Pet looked down at his torn and mud-caked clothing. Burke and his daughter gleamed in comparison. Anza looked especially immaculate, dressed in soft buckskin, her jet-black braid showing not a single stray hair. If there was a bathtub somewhere in this hellish city, she must have taken possession of it.

"I've been working," said Pet. "Helped close the eastern gate."

"Good," said Burke. "That will slow the earth-dragons."

"I know," said Pet. "But, I have to admit, I'm worried. What good is having a gate when the sun-dragons can attack from above?"

"Follow me. I'll show you what's going to be our wall in the sky." Burke pulled the heavy case off his shoulder and handed it to Pet. "Carry this," he said, then walked off briskly, with a confident stride.

Pet hurried to draw beside Burke once more.

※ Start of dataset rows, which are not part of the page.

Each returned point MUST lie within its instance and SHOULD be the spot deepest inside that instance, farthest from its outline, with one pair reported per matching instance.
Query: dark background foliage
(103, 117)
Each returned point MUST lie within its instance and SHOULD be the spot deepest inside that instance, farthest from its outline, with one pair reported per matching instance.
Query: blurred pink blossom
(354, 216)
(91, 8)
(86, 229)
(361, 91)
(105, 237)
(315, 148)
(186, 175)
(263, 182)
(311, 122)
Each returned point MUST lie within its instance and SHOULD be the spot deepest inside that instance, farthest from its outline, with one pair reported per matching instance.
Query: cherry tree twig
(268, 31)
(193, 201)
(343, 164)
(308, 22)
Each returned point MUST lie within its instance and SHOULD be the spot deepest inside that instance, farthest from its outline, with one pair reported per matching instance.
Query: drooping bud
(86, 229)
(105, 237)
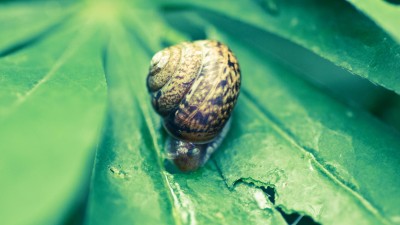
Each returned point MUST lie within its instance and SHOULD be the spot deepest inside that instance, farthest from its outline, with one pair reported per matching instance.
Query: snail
(194, 87)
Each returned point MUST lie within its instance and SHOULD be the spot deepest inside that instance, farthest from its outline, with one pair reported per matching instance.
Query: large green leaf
(332, 29)
(52, 98)
(292, 151)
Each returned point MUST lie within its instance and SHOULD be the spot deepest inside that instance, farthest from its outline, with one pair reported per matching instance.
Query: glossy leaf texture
(331, 29)
(53, 100)
(73, 90)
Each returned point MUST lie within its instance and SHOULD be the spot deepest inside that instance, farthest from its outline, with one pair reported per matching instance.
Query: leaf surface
(52, 105)
(349, 39)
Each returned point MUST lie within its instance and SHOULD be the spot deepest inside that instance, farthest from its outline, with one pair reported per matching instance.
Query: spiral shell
(194, 87)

"A wall in the sky?" he asked.

"Patience," said Burke. "You're going to be the first to see it. Cold tonight, isn't it? I think we may see snow. Maybe not today, but tomorrow. I feel it in my knees."

"It feels warmer out here than it did in the barracks," said Pet.

"Ah, yes. The wench house. Not exactly a palace, is it?"

"Wench house?"

"It actually has a more derogatory name that I choose not to use in front of my daughter. Tell me, Pet, can you spot the difference between male and female earth-dragons?"

"Not really."

"Neither can they, most of the time. Their sex organs are hidden away in a cloaca. Until they're about ten, all earth-dragons are raised on the assumption that they're male, because the species has a gender imbalance of almost ten to one. The vast majority are male, and it's not until the females go into their first heat that their true sex is discovered. Despite their rarity, the earth-dragons don't exactly treat their females like royalty. They're locked away in the wench house during their fertile period where they're brutally used by the males until they produce a clutch of eggs. Each female lays over a thousand eggs, then is essentially done. She won't be fertile again for another seven years. She goes back to the normal duties and lifestyle of a male, even taking part in the brutalization of those poor souls in the wench house, though, of course, they aren't capable of fertilizing anything."

"That's horrible," Pet said.

"Is it? It's easy to judge earth-dragons," said Burke, leading Pet up a steep staircase to the top of the wall that surrounded the city. "They reproduce through violence. They eat their own babies. Most of them are dumb as dirt. It makes killing them feel less like murder, doesn't it?"